What Is Investment Income Sharing?
Investment income sharing refers to profits made through the investment activities of a mutual insurance arrangement distributed to plan participants.
Investment income sharing is most commonly associated with insurance services that comply with Islamic financial rules, specifically takaful. In Islamic finance, takaful refers to a mutual guarantee.
The term is derived from the word kafala, which refers to a kind of sponsorship system. It was used as a way to monitor migrant workers and construction employees in some Middle East countries. However, the practice has come under criticism in recent years by human rights organizations that object to the exploitation of workers, which has been frequently reported.
- Profits made through the investment activities of a mutual insurance arrangement distributed to plan participants are known as investment income sharing.
- Takaful refers to a mutual guarantee and is used in Islamic finance.
- Types of takaful include non-life perils, such as property, marine, and automobile insurance.
- Family takaful can consist of life insurance policies, such as term and whole life.
- There are various income-sharing plans in several different possible arrangements.
- In some arrangements, income remains solely with plan participants. Other plans direct any payment back into the company.
How Investment Income Sharing Works
The traditional approach to takaful would involve a group of people who come together to provide for a particular financial need, such as insurance. Participants contribute to a common fund, and each contributor is indemnified from losses.
The approach differs from conventional insurance in that shareholders do not profit from insurance operations. Risk is shared across all takaful participants, and any profit has to be compliant with Sharia law. In this situation, no usury is allowed, so any interest rate must be fair and reasonable.
Investment income sharing allows any surplus to be shared between participants in the mutual guarantee program, though regulations require a level of separation between parties. The takaful operator can share in both the money gained from underwriting activities and the income earned from any investments made with insurance premiums.
Participants in this type of insurance contribute funds to a general fund. Any profit coming from investments is funneled back into the general fund, minus the cost of operating the fund. Then, any remaining surplus is divided between the company and the participants.
Takaful arrangement can involve a general approach or can have a family focus.

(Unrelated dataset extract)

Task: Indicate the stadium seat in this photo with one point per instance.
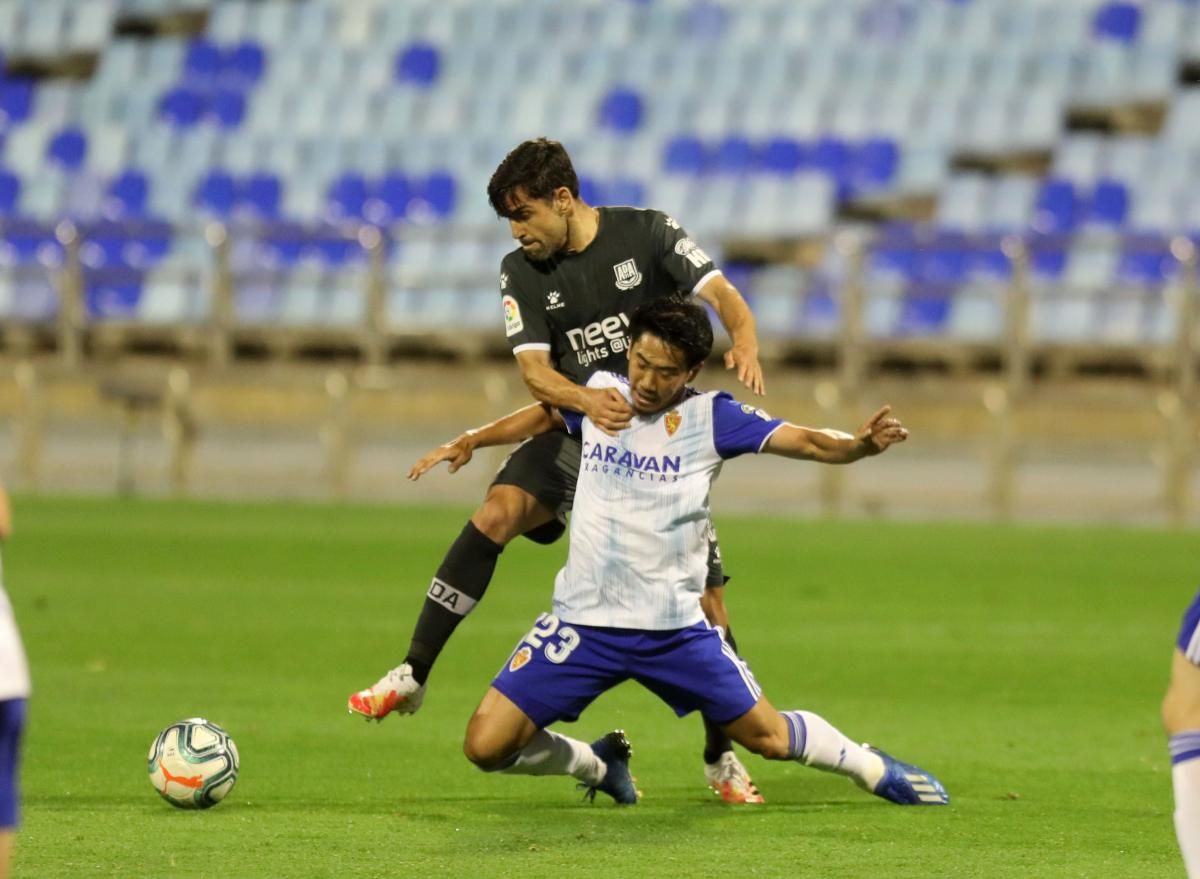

Those interested in participating in investment income sharing plans can choose from several different possible arrangements. These structures differ according to how participants and shareholders in a company share a surplus from investment activities. In some arrangements, income remains solely with plan participants. In others, income is funneled into a company with shareholders. This income is adjusted for corporate management expenses, with the ultimate profit or loss divided among shareholders.
General types of takaful include non-life perils, such as property, marine, and automobile. Family takaful can consist of life insurance policies, such as term and whole life.